Bonolo Kavula decided early in her career what she did not want her art practice to be about: the political burden of being a Black woman in South Africa. Born in 1992, the artist found that most of the art history she encountered in her country was charged with the discourses of racial and cultural identity politics. Since her time studying at the Michaelis School of Fine Art in Cape Town, Kavula has been determined to play and experiment with form. She has developed a visual language that is entirely her own, drawing from traditions of both painting and printmaking.
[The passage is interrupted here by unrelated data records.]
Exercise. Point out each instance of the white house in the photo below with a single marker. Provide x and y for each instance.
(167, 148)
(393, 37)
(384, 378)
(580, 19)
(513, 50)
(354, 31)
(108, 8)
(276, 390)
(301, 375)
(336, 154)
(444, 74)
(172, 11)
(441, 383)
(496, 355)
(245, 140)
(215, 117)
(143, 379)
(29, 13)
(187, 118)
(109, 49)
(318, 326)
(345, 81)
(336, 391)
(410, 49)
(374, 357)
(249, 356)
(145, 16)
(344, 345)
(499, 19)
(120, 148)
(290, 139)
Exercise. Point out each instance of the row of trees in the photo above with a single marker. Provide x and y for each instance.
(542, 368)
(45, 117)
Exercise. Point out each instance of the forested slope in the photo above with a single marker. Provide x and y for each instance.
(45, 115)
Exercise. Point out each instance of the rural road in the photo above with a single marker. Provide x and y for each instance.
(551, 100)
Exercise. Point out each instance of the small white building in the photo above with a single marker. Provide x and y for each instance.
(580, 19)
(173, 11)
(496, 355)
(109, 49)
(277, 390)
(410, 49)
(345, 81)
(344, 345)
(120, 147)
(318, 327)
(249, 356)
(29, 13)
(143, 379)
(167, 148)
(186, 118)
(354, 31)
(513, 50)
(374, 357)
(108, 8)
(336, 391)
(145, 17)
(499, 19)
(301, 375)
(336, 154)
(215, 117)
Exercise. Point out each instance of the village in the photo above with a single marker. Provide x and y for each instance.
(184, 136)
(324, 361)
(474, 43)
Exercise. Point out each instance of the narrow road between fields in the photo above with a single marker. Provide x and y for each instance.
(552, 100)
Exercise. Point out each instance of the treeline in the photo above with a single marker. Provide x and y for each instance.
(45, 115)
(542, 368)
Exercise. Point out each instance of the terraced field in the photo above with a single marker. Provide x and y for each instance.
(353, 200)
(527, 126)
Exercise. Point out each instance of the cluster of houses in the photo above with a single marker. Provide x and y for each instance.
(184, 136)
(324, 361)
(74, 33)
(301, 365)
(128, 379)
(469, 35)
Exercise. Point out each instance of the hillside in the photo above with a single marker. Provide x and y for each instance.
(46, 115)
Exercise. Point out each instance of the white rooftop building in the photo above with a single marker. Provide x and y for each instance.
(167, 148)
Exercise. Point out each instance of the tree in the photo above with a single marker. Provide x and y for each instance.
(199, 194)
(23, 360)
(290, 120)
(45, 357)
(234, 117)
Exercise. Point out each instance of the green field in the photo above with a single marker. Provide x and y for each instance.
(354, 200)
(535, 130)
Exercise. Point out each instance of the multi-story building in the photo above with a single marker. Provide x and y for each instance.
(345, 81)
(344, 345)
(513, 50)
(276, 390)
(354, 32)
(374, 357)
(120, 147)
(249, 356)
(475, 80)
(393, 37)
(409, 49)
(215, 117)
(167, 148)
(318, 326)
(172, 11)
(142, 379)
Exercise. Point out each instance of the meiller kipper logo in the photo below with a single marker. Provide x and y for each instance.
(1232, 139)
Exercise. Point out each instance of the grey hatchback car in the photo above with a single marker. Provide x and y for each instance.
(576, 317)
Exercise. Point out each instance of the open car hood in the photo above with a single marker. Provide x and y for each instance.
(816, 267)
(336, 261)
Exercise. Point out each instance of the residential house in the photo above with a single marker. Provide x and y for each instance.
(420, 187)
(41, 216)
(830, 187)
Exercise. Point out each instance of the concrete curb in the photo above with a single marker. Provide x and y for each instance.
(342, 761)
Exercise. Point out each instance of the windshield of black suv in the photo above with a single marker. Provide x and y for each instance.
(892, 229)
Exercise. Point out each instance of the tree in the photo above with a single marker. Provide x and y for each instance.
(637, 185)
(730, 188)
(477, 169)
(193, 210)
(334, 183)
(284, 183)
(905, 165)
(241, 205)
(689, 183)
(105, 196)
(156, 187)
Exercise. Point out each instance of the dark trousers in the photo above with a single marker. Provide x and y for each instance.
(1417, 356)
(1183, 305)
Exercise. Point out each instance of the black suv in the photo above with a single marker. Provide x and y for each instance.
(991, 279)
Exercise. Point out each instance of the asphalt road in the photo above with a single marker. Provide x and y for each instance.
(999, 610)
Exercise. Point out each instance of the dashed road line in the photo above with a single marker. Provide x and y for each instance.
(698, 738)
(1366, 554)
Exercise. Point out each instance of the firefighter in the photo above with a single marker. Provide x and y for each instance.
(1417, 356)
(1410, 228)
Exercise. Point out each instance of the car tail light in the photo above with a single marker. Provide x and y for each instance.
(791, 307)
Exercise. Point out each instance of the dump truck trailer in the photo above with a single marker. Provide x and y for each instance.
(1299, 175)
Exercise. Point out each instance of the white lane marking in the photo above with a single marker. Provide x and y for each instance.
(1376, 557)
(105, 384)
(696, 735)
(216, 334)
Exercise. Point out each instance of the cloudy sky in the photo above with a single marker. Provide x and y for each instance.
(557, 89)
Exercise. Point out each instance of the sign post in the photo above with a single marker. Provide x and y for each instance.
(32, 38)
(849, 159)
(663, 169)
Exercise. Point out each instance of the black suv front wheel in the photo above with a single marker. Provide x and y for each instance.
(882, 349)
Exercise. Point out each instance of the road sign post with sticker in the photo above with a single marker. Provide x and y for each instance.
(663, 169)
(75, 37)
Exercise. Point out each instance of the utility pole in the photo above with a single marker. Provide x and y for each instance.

Her works, elaborate and precise, consist of simple materials: thread, canvas, shweshwe fabric, and glue.
In a time where narrative figuration saturates the contemporary African art scene, Kavula’s abstract “hanging textile print works” (as she prefers to term them) have a refreshing visual autonomy and aesthetic independence. Leveraging the optical illusions created by shweshwe patterns in relation to their distance from the viewer, the pieces radically reorganize the surrounding space. Kavula’s work is minimalistic and yet detailed, abstract and yet representational, if one considers the references packed into the fabric. A living heirloom, the shweshwe dress is worn mostly by an older generation of women in South Africa, and its longer history has been shaped by colonialism.
“Soft Landing” marks the artist’s third solo exhibition, and its concepts have their genesis in Kavula’s concurrent solo exhibition at the Norval Foundation. Part of what she does in this circuit of ideas is overlay two simple patterns to create complex visual layers, as in Mpho ya Badimo (The Gift of the Gods, 2022). This is work that demands careful attention, shifting the discourse on art production in Africa away from narration and toward raw emotion.